To determine the ranking, Mental Health America analyzed the prevalence of mental illness in each state and the District of Columbia using statistics on adults and youth with a diagnosed condition, serious thoughts of suicide, and substance-abuse problems.
The group evaluated the ease of accessing care by evaluating the percentage of adults and youth with mental illness who reported not receiving treatment, having an “unmet need,” and not being able to see a doctor because of costs.
Minnesota, Massachusetts, Connecticut, Vermont, and South Dakota scored the highest. Only Oregon ranked lower than Arizona.

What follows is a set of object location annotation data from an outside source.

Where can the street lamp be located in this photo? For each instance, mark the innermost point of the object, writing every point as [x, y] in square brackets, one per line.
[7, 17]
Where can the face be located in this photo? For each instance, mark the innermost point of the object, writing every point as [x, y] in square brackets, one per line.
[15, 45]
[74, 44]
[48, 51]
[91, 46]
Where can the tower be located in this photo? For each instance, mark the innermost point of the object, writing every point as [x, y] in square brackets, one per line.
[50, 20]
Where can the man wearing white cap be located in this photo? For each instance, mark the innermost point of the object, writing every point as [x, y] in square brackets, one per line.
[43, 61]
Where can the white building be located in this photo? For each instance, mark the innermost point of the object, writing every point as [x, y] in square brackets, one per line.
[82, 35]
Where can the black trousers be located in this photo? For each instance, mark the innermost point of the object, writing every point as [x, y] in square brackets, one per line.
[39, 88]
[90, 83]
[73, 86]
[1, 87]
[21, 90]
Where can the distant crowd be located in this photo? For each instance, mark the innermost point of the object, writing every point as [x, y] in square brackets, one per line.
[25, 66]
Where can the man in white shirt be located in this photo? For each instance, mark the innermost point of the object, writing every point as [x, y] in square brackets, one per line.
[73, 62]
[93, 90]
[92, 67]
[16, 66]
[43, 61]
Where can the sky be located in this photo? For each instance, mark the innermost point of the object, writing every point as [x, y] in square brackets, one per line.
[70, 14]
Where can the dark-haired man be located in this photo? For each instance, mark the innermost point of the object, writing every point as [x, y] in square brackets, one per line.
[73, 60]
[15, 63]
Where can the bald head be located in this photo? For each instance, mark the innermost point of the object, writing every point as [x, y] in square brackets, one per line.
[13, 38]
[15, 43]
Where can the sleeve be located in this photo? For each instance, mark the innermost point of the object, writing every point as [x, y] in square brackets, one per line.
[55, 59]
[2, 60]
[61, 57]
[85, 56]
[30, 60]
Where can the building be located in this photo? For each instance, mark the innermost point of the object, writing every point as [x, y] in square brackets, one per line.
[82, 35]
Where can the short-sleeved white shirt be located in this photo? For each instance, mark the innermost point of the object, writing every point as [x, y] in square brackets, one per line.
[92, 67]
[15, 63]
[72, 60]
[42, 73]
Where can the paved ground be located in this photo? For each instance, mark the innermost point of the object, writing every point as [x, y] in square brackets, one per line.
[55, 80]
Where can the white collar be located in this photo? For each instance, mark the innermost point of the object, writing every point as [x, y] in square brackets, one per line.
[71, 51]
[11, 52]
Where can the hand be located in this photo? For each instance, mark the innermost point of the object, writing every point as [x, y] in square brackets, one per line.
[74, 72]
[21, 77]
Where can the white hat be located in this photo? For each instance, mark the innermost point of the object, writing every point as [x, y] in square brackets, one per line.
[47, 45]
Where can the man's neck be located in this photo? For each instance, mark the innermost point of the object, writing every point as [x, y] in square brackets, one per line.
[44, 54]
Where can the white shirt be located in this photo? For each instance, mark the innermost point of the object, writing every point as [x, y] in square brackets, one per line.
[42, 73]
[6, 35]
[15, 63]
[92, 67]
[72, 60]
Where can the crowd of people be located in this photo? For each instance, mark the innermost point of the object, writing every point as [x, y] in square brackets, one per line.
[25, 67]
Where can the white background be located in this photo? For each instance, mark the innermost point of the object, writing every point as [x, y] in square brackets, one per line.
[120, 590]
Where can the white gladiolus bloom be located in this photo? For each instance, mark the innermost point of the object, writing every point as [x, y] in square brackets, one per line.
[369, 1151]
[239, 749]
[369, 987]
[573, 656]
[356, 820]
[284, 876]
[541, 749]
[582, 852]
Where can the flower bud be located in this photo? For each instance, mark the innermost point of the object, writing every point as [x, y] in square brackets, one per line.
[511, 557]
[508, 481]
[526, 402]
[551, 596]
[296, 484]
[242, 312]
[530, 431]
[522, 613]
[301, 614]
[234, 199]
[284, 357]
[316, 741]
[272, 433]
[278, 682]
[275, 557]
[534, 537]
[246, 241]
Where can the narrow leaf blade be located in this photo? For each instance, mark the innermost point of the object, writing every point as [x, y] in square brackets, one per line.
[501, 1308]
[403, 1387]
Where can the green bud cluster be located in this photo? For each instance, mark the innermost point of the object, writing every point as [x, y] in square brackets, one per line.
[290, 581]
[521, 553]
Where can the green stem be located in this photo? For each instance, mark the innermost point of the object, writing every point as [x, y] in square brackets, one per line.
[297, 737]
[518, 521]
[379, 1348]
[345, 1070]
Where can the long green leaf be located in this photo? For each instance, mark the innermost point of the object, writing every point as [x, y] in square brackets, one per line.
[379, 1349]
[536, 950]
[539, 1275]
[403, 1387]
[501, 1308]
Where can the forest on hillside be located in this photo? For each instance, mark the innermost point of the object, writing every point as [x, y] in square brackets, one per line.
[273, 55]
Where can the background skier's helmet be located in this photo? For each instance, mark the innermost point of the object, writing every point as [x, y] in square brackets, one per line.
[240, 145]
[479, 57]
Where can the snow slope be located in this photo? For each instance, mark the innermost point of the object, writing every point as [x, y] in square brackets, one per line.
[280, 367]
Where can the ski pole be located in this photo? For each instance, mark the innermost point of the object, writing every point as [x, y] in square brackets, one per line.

In some ways, Arizona is on the right track, said Michael Shafer, president of Mental Health America’s Arizona chapter.
“If you’re really, really poor or really, really mentally ill, the services are regarded as some of the better in the country,” he said.
Among behavioral health professionals, Arizona’s robust Medicaid program is considered a model for its integration of mental health and substance-abuse services. For those who don’t qualify for Medicaid and have severe mental illnesses, such as schizophrenia, following decades of litigation, Arizona agreed in 2104 to increase services, including offering employment and housing support.
But when it comes to people with less severe — more common — conditions (like depression or anxiety), services still are poor, Shafer said. Challenges are similar, he said, for those whose mental illness or addiction hasn’t “gotten so bad they’ve lost their family, lost their job, and become indigent.”
One problem, he said, is that not enough primary-care physicians are screening for mental illness and referring patients to specialists until the disease has progressed much too far. Often, people with low-level mental-health or substance-abuse issues go without a diagnosis for nearly a decade. The disease progressively worsens and, by the time it’s caught, “it has gotten so bad it is equivalent to cancer that has metastasized,” he said.
“As an advocate, our hope over the next 10 to 15 years is to see referrals for early, low-level mental-health issues becoming just as normal, just as routine as getting a referral to see an oncologist, an OBGYN, or a proctologist,” he said.
But even if physicians referred patients more frequently, there still are hurdles.
For one: There aren’t enough people trained to provide mental-health services.
Arizona has more than 100 mental-health-professional shortage areas, which means the federal government officially has declared there are not enough providers to treat the population. In these areas, there is just one psychiatrist for every 30,000 people.
This means people who are actively suicidal are often forced to wait months before they can get treatment, said Theresa Nguyen, director of policy and programming for Mental Health America.
“Sometimes, depending on the time of the year, it’s more than three months. Sometimes it’s: ‘We can’t even put you on a waiting list because it’s too long, but maybe you can call back,’” she said. “That’s not OK.”
Cost also remains a barrier.
More than 45 percent of U.S. adults who needed mental healthcare in 2014 but did not get it listed “could not afford cost” as the primary reason, according to the Substance Abuse and Mental Health Services Administration. By comparison, just 7.2 percent were concerned about the stigma of people finding out they had a mental illness.
Mental disorders was the third most costly condition among adults in 2012, states the U.S. Department of Health & Human Services, following trauma-related care and cancer.
While Arizona saw dramatic improvements in the number of people enrolled in health insurance following the implementation of the Affordable Care Act, state residents still are less likely to have coverage than every other state except Nevada and Texas.
Most private insurance providers also don’t cover as many different types of therapies as public insurance, Nguyen said. Many times, the only help available is the “standard 50-minute therapy session,” she said — but this might not be the best treatment.
“Now, most of the specialty care we have is oriented toward the very rich, who can self pay, or the very, very poor who qualify for Medicaid,” she said. “For a lot of people in the middle, it’s a struggle.”